"Indians = savages" movies?

fwiw, “treatment by the movie industry” was the first reason given by Brando’s rep when she refused an Oscar on his behalf:

Which makes the Indian Wars different from most wars in history because…?

Also, cite.

Wikipedia article on Cynthia Parker.

It was not the story of Cynthia Parker I was commenting on. It was Puddleglum’s (implicit) assertion that North American Indians were, as a rule, unusually savage in their war-making.

I don’t have the book anymore, but in The Son by Philipp Meyer (fiction about a boy kidnapped by Indians in Texas in the mid-1800’s), the author lists firsthand accounts as sources.

Are you arguing that those things didn’t happen?

Nope. I’m saying that I don’t think that North American Indians were UNUSUALLY savage in war, on balance and viewed historically–that they were any worse than most other warring powers in history, that they committed atrocities with any more regularity than Europeans.

I think I’m slightly off topic, but the U.S. Declaration of Independence calls native Americans savages.

^ Right, no doubt they formed an Axis of Evil.

In shining contrast, when the colonies made war upon the tribes of western New York, they only destroyed fields, granaries, fruit trees, and farm animals. Depopulating an area by destroying all the food isn’t at all like killing people directly. Much more supportable in a moral sense.

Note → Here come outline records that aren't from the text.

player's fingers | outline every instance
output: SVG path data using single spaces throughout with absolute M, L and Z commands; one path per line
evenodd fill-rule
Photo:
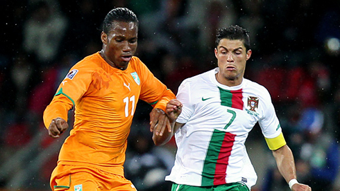
M 155 125 L 157 125 L 157 120 L 155 117 L 155 110 L 153 109 L 151 112 L 150 112 L 150 131 L 153 132 Z
M 165 128 L 167 128 L 167 121 L 169 121 L 169 120 L 167 118 L 164 118 L 162 120 L 161 120 L 161 121 L 158 123 L 160 123 L 160 125 L 159 125 L 159 131 L 158 131 L 158 135 L 159 136 L 162 136 L 163 135 L 163 133 L 164 133 L 164 131 L 165 130 Z M 158 134 L 156 134 L 158 135 Z
M 56 125 L 57 125 L 58 129 L 60 131 L 60 134 L 65 131 L 69 127 L 69 125 L 67 122 L 62 118 L 57 118 L 56 119 Z
M 170 124 L 170 120 L 169 119 L 167 120 L 167 127 L 168 128 L 169 132 L 172 131 L 171 124 Z
M 157 123 L 157 128 L 154 129 L 157 136 L 162 136 L 165 129 L 164 123 L 165 114 L 160 115 L 158 117 L 158 122 Z

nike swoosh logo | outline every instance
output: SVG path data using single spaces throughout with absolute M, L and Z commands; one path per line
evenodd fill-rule
M 205 99 L 203 97 L 202 97 L 202 101 L 203 101 L 203 102 L 204 102 L 204 101 L 207 100 L 211 99 L 211 98 L 212 98 L 212 97 L 211 97 L 211 98 L 205 98 Z

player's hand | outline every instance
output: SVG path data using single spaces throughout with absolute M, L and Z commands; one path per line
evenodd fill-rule
M 308 185 L 303 183 L 295 183 L 291 186 L 292 191 L 312 191 L 312 188 Z
M 183 104 L 177 99 L 171 100 L 167 104 L 167 114 L 170 122 L 174 122 L 182 112 Z
M 162 136 L 166 128 L 169 132 L 172 130 L 168 116 L 163 110 L 153 109 L 150 113 L 150 131 L 156 136 Z
M 52 138 L 58 138 L 69 127 L 67 122 L 62 118 L 56 118 L 52 120 L 49 127 L 49 135 Z

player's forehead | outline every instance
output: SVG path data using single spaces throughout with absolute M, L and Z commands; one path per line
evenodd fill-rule
M 109 30 L 109 35 L 114 37 L 137 37 L 138 26 L 133 21 L 114 21 Z
M 217 48 L 241 48 L 246 50 L 244 43 L 241 39 L 230 39 L 227 38 L 221 39 L 217 46 Z

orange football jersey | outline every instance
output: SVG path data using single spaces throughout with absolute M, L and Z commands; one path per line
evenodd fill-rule
M 92 166 L 124 175 L 127 138 L 139 99 L 165 109 L 176 98 L 139 58 L 133 57 L 121 71 L 110 66 L 99 53 L 75 64 L 44 112 L 52 119 L 67 119 L 75 107 L 74 125 L 59 154 L 58 164 Z

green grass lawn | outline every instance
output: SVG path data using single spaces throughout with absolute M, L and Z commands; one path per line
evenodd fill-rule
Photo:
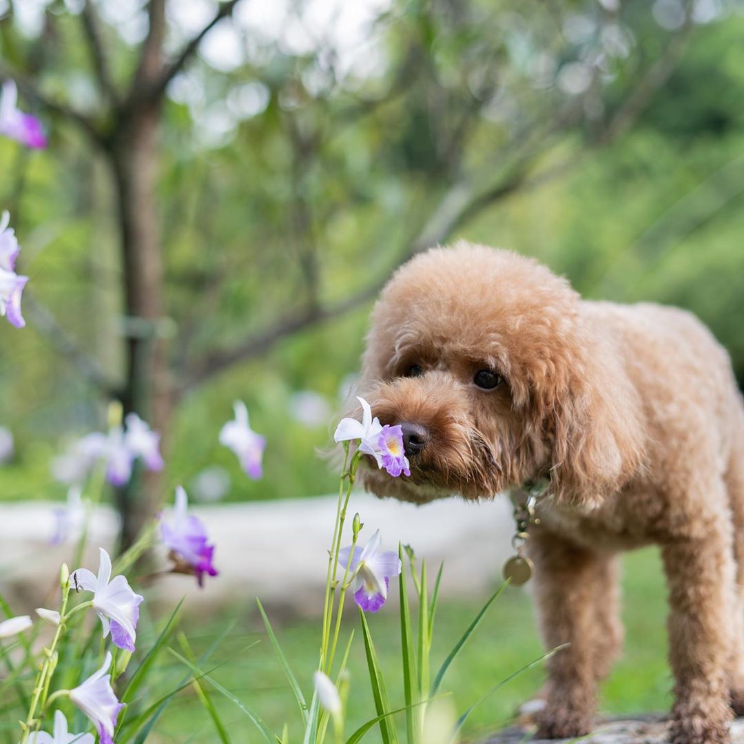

(Sarcasm. And sorrow. If the native Americans behaved badly…the Europeans behaved worse.)

Another John Ford movie, and I think he quite consistently portrayed both sides as savage and bloodthirsty. Of course, the main characters are usually the whites because that’s who the audiences would identify with and cheer for. However, he also did CHEYENNE AUTUMN in which the Indians are totally sympathetic and the whites are the bad guys (and savages.)

It seems to me that even in movies that treat Native Americans sympathetically, Pawnee are usually portrayed as sneaky, violent and unsavory. Dances with Wolves, Little Big Man, Westward Ho The Wagons, and others cast the Pawnee as villains.

Yeah, the Pawnee really need to fire their public relations firm.

The problem for the Pawnee is unfortunately they can be slotted into both ends of the “bad indian” spectrum. Early in their contact with American settlers they could be hostile raiders, so they could be safely cast as bad guys in the “savage indian” stereotype. But later they were frequently allied with American authorities, providing scouts to the U.S. army in its wars with other plains tribes, thus casting them as suck-up bad guys in the “noble indian” stereotype. They managed to get hit with both those barrels in the movie Little Big Man.

In addition the Pawnee were inveterate enemies of the Cheyenne and Sioux, two of the tribes most associated* with resistance against American expansion. So any film from a Sioux or Cheyenne perspective ( like Little Big Man or, obliquely, Dances with Wolves ) tends to trash them as well.

*The Comanche and Apache seem to be the only other peoples with similar stature in American mythology. Folks like the Arapaho and Kiowa seem a bit less known.

It was Hayes Code times. You COULDN’T be graphic about it.